Reviewed by Dennis Schwartz

This curio depicts the odd relationship of the sinister ‘mad monk’ Rasputin with the royal Russian family during the last days of their reign (covers the years 1913 through 1918) and is memorable only because it’s the one and only time that the Barrymore family appeared together on screen. Lionel gives his usual hammy performance, this time playing Rasputin; Ethel, sister of the other two, is the Tsarina; and John, Lionel’s alcoholic brother, is Prince Chegodieff (Youssoupoff). Its best feature is the great set designs and not the Barrymores, who were only concerned with upstaging each other. The unfortunate film that was dramatically void of tension despite the talented Barrymores, was historically inaccurate and was further trifled with over a lawsuit filed by the real Prince Youssoupoff (the character played by John). He claimed that he did kill Rasputin but his wife wasn’t raped by him. The court ruled in his favor and awarded him one million dollars. Russian-born filmmaker Richard Boleslavsky (“Theodora Goes Wild”/”Operator 13″/”The Garden of Allah”), a former member of the Moscow Art Theatre and a noted Method acting teacher, was a late replacement for fired director Charles Brabin (displeased Ethel and was behind schedule).

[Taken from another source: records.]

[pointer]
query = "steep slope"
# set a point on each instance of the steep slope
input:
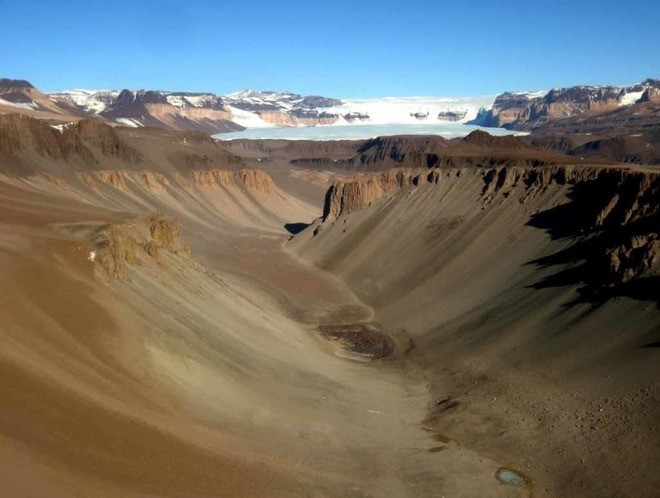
(149, 355)
(529, 296)
(525, 111)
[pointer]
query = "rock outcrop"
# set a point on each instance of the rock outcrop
(118, 245)
(525, 111)
(253, 179)
(612, 213)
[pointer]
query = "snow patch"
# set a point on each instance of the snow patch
(21, 105)
(247, 119)
(630, 98)
(133, 123)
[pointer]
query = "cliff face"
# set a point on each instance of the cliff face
(521, 111)
(347, 196)
(253, 179)
(77, 140)
(613, 213)
(116, 246)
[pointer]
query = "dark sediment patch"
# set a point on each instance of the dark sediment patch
(361, 339)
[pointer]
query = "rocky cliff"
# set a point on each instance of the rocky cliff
(613, 214)
(116, 246)
(526, 111)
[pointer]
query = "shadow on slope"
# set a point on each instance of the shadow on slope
(613, 221)
(295, 228)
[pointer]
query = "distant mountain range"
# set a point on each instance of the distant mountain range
(567, 109)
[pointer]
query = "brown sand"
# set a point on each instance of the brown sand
(204, 374)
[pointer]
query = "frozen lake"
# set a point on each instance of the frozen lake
(362, 131)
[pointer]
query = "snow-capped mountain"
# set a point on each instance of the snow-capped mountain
(526, 111)
(212, 113)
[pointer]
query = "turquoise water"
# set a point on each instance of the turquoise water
(358, 132)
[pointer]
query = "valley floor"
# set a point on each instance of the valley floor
(131, 367)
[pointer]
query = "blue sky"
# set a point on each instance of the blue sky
(336, 48)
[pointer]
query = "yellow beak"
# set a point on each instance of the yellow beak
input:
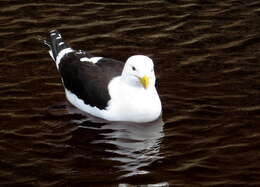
(144, 81)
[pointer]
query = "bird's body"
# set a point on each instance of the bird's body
(107, 88)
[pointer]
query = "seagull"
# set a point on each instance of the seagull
(106, 88)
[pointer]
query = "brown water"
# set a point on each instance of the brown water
(206, 56)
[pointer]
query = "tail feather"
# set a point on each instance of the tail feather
(56, 44)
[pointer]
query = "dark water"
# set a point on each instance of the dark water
(207, 63)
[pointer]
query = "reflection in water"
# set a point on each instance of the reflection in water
(137, 145)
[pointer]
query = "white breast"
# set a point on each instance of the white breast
(132, 104)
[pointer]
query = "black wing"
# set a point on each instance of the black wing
(89, 81)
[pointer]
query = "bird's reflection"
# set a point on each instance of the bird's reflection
(134, 145)
(138, 145)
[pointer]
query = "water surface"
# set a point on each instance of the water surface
(206, 56)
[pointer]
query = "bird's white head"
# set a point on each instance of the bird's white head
(139, 71)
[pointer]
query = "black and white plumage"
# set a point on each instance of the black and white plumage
(104, 87)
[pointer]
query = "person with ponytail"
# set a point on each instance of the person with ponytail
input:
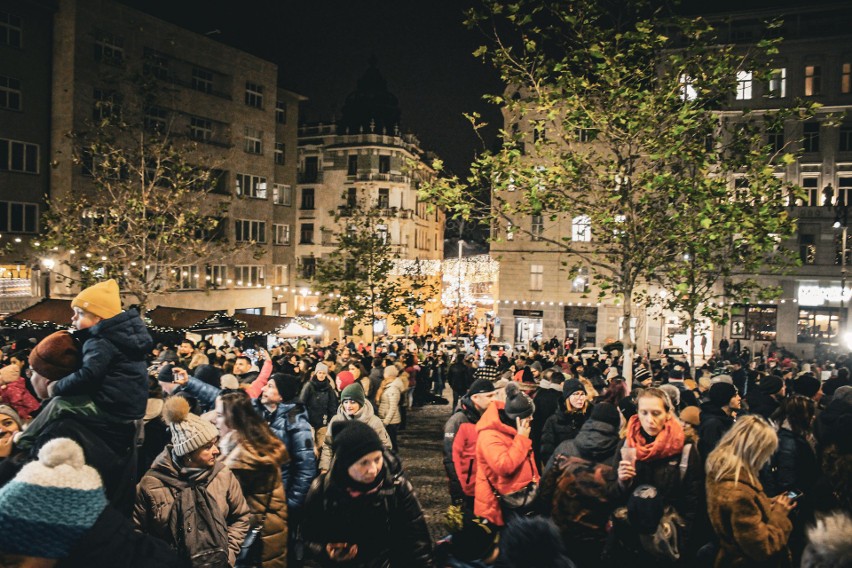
(753, 529)
(655, 454)
(255, 455)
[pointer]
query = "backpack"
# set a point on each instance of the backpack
(580, 498)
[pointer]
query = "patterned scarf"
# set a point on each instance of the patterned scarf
(669, 441)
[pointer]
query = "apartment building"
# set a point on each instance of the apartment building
(225, 100)
(536, 298)
(364, 156)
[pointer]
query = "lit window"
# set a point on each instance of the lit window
(813, 80)
(778, 83)
(744, 80)
(536, 276)
(581, 229)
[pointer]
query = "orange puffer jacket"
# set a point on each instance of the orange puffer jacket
(504, 459)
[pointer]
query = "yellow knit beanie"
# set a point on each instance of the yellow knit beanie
(102, 299)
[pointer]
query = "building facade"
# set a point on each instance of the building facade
(364, 160)
(540, 296)
(224, 100)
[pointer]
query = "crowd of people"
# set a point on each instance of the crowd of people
(119, 451)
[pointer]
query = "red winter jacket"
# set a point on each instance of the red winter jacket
(16, 395)
(464, 456)
(504, 459)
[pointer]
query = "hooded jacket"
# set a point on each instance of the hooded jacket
(714, 423)
(365, 415)
(503, 461)
(260, 481)
(751, 531)
(290, 424)
(114, 373)
(466, 413)
(155, 499)
(387, 524)
(596, 441)
(320, 400)
(560, 427)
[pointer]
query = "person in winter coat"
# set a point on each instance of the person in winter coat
(566, 424)
(548, 399)
(459, 462)
(389, 395)
(42, 529)
(363, 512)
(767, 395)
(112, 381)
(581, 520)
(664, 461)
(717, 415)
(353, 406)
(504, 460)
(188, 488)
(13, 392)
(320, 400)
(255, 455)
(752, 528)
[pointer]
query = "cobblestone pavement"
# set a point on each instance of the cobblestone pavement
(420, 448)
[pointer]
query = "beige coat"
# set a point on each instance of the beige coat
(258, 476)
(154, 502)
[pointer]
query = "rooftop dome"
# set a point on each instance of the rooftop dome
(370, 108)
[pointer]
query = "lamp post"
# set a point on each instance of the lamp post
(458, 300)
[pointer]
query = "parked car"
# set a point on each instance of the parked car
(495, 348)
(674, 353)
(588, 352)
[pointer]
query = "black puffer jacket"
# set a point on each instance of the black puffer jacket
(560, 427)
(714, 424)
(114, 373)
(387, 525)
(320, 400)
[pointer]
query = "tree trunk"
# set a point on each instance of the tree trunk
(627, 340)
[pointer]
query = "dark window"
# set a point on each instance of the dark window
(384, 198)
(810, 139)
(308, 198)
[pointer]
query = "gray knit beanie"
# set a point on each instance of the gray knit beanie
(189, 432)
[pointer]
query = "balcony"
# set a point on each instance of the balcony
(309, 177)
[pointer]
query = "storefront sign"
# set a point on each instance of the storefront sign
(821, 295)
(528, 313)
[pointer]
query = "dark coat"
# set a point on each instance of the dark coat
(714, 424)
(560, 427)
(290, 424)
(112, 542)
(792, 466)
(114, 372)
(466, 413)
(320, 400)
(387, 525)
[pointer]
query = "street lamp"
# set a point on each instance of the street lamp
(458, 302)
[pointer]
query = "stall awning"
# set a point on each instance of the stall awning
(164, 319)
(46, 314)
(257, 325)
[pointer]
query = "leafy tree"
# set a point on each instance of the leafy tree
(148, 207)
(364, 279)
(612, 120)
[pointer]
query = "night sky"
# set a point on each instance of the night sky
(322, 47)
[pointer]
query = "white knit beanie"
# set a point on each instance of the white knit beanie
(189, 432)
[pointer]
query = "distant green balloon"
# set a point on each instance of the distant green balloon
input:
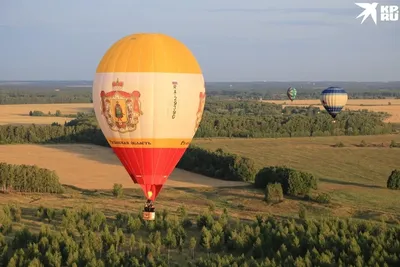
(291, 93)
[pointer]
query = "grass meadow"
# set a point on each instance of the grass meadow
(354, 176)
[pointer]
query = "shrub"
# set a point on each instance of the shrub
(363, 143)
(394, 144)
(293, 182)
(393, 181)
(274, 193)
(302, 212)
(323, 198)
(218, 164)
(27, 178)
(339, 144)
(36, 113)
(117, 190)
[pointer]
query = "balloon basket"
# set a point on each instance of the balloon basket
(149, 215)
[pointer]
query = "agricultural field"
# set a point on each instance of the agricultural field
(377, 105)
(354, 176)
(19, 114)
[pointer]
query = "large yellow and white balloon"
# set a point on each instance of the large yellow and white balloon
(149, 97)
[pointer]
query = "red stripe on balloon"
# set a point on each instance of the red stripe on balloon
(149, 167)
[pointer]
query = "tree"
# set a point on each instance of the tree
(192, 245)
(117, 190)
(274, 193)
(393, 181)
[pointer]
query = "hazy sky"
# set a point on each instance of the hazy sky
(233, 40)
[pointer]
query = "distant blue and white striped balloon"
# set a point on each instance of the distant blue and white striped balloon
(333, 99)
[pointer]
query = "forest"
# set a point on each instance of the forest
(87, 237)
(81, 92)
(245, 119)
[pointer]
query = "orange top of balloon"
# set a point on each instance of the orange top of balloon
(149, 96)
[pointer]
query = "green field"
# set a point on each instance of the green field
(354, 176)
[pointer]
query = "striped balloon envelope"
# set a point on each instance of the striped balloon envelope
(149, 96)
(333, 99)
(291, 93)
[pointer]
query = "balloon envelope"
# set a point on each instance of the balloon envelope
(291, 93)
(149, 96)
(334, 99)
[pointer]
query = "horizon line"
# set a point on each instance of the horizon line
(227, 81)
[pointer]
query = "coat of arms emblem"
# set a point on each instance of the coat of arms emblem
(121, 109)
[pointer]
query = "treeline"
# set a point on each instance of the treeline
(218, 164)
(28, 178)
(85, 237)
(38, 113)
(224, 119)
(14, 95)
(51, 93)
(254, 120)
(264, 94)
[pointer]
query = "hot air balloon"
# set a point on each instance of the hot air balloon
(291, 93)
(333, 99)
(149, 96)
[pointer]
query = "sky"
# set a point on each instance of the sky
(253, 40)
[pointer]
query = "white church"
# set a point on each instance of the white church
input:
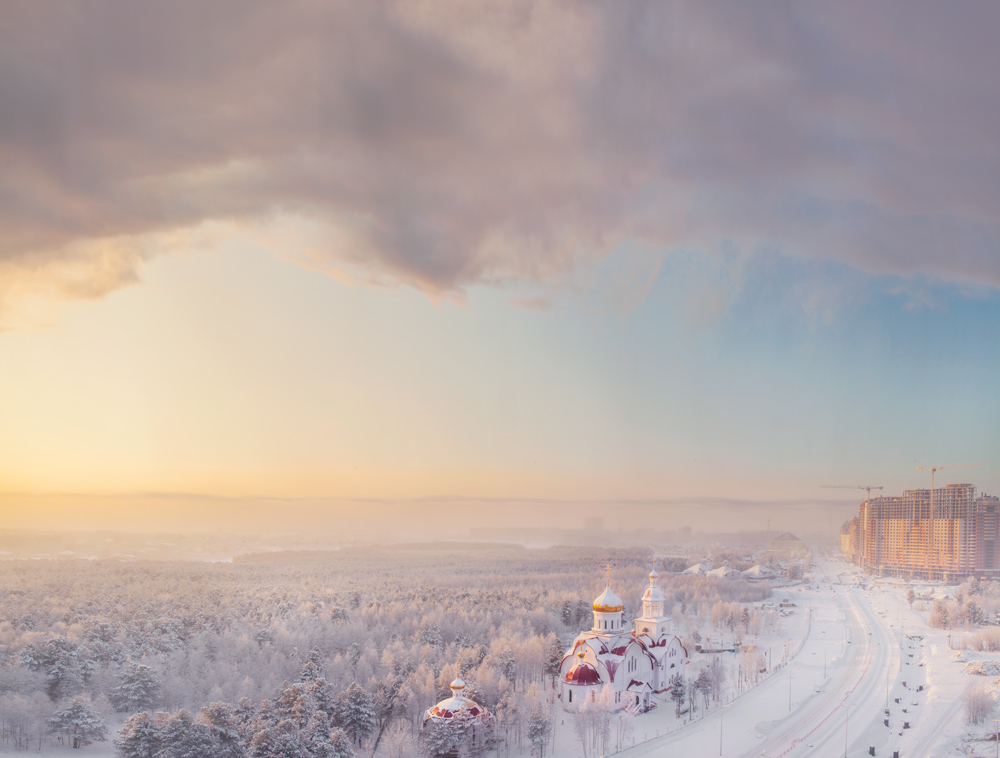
(637, 663)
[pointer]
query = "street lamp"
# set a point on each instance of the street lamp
(721, 714)
(847, 723)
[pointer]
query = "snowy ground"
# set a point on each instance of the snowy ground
(872, 642)
(843, 710)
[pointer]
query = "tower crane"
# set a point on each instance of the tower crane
(930, 524)
(868, 489)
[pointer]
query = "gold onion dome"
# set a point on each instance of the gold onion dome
(458, 707)
(608, 602)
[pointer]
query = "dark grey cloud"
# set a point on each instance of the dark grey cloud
(450, 144)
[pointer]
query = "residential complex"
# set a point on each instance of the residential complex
(952, 534)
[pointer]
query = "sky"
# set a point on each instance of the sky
(694, 259)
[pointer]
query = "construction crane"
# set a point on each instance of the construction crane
(930, 524)
(868, 489)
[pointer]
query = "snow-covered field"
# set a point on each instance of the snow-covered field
(860, 656)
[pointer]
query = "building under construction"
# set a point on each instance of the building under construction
(952, 535)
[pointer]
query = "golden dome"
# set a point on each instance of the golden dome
(608, 602)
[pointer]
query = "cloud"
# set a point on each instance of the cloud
(444, 144)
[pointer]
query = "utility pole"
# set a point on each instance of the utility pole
(846, 724)
(721, 714)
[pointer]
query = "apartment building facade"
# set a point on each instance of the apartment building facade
(948, 535)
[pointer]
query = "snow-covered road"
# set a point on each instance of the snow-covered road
(803, 714)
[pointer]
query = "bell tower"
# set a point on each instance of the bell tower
(653, 622)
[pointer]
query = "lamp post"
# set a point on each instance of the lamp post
(847, 723)
(721, 714)
(789, 689)
(887, 664)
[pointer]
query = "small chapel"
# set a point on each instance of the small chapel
(637, 661)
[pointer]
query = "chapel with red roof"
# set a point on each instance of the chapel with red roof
(633, 663)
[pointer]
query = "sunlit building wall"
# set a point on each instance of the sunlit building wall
(905, 536)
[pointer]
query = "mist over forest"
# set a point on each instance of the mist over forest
(241, 645)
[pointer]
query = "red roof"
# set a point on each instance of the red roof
(582, 673)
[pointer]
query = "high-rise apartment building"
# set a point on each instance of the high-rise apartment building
(939, 535)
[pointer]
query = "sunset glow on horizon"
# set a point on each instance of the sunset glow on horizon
(549, 254)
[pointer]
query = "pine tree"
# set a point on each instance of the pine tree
(539, 726)
(140, 737)
(78, 722)
(677, 692)
(223, 722)
(355, 713)
(282, 740)
(553, 660)
(313, 668)
(182, 737)
(138, 690)
(341, 745)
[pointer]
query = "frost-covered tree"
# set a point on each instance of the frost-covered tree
(281, 740)
(677, 692)
(138, 689)
(78, 722)
(553, 660)
(139, 737)
(978, 701)
(226, 731)
(183, 737)
(355, 713)
(313, 668)
(539, 728)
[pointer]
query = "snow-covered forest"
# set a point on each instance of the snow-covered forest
(274, 649)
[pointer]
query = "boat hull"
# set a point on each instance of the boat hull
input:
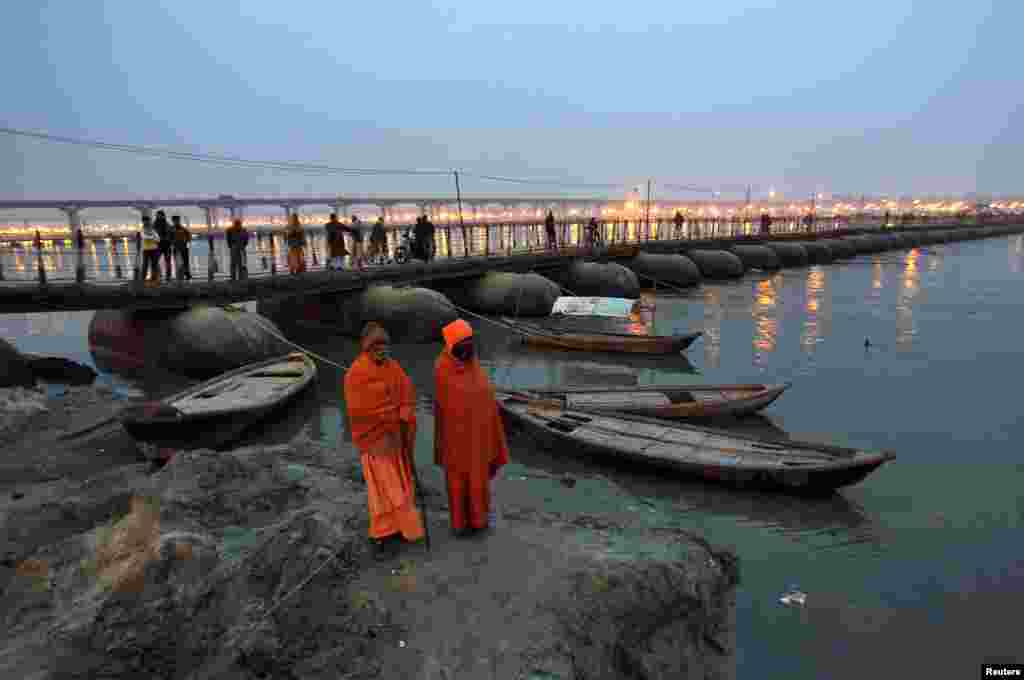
(760, 396)
(207, 430)
(606, 342)
(814, 479)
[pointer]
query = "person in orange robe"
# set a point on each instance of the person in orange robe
(469, 436)
(381, 405)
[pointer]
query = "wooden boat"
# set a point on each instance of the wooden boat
(666, 400)
(217, 411)
(719, 456)
(601, 341)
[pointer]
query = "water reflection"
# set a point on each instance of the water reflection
(765, 312)
(905, 329)
(654, 499)
(714, 313)
(1016, 254)
(817, 310)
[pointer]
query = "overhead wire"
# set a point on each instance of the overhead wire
(318, 169)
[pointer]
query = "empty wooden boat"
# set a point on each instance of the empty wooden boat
(674, 401)
(600, 341)
(217, 411)
(719, 456)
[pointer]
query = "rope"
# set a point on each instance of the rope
(259, 320)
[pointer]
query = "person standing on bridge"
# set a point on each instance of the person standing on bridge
(166, 235)
(335, 242)
(426, 245)
(549, 227)
(378, 242)
(151, 251)
(469, 435)
(238, 240)
(380, 404)
(181, 240)
(295, 237)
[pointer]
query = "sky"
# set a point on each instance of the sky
(893, 96)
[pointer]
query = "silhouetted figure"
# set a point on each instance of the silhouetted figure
(181, 240)
(151, 251)
(355, 231)
(295, 237)
(419, 246)
(549, 227)
(238, 240)
(592, 229)
(429, 246)
(335, 242)
(166, 236)
(378, 241)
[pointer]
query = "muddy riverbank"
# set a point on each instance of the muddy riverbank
(254, 563)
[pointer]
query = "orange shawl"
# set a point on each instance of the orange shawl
(379, 398)
(468, 428)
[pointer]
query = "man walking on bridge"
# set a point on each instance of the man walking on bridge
(335, 242)
(181, 241)
(166, 235)
(469, 435)
(151, 251)
(238, 239)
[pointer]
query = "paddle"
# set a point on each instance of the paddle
(419, 494)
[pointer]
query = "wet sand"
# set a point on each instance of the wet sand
(495, 605)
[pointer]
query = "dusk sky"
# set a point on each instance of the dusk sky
(890, 96)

Boleslavsky directs by being most concerned with finishing the film in the arranged eight week period and Charles MacArthur turns in the dull screenplay that he failed to have ready when the film went into production, working on it throughout the production.

It opens in 1913, Czar Nicholai Alexander (Ralph Morgan) and Czarina Alexandra (Ethel Barrymore) elaborately celebrate in their Moscow palace, while mobs gather outside, three hundred years of the Romanoff dynasty not realizing how their empire is falling apart. Sergei, the uncle of Czar Nicholas and the brother of the Grand Duke Igor (C. Henry Gordon), has been assassinated and a number of suspects have been rounded up, but Prince Paul Chegodieff (John Barrymore), the colonel in charge of the guards and who is engaged to Sergei’s daughter Princess Natasha (Diana Wynyard), refuses to put them before the firing squad as ordered by Igor fearing the people will riot. When Igor brings Paul to the czar, he’s reprimanded. But Paul warns the czar he could lose the people, the reason he stays in power, if he continues with these harsh policies and executions.

Three months later, the czar tells Paul in the Kremlin garden that he wishes to create reforms by instituting a “Duma” for the people, patterned after the British parliament. Meanwhile, to Paul’s chagrin, Natasha has come under the influence of the charismatic but amoral monk named Rasputin (Lionel Barrymore). The charlatan monk is called on to help the royal couple’s critically ill hemophiliac son Alexis (Tad Alexander) and wins the tsarina over when he hypnotizes Alexis and tells the royal family that he has been cured by God. With that, the royal doctor (Edward Arnold) is discharged.

By 1914, Paul and Natasha are married and a concerned Paul is wary of Rasputin’s increasing power with the royal family, his ability to fully control the child and his wife’s fawning devotion to the strange monk. Further trouble comes Russia’s way when Kaiser Wilhelm II of Germany, a cousin of the czar, warns Russia to demobilize its army and stay out of the war. But Rasputin advises the czar to disobey the kaiser and the czar, who never wanted to go to war, foolishly listens to him over Paul’s objections. This sucks Russia into the war, and the czar finds himself losing the love of his people. After Rasputin rapes Natasha, the royal family come to their senses and try to poison the monk at a feast. When the poison doesn’t work, Paul strangles the monk and throws him into the river where he drowns. With his death, Alexis comes out of his trance. But the czar, though pleased with Paul’s actions, exiles Paul and Natasha to England for political reasons. Soon after the Russian Revolution begins and the imprisoned royal family are soon executed before a firing squad.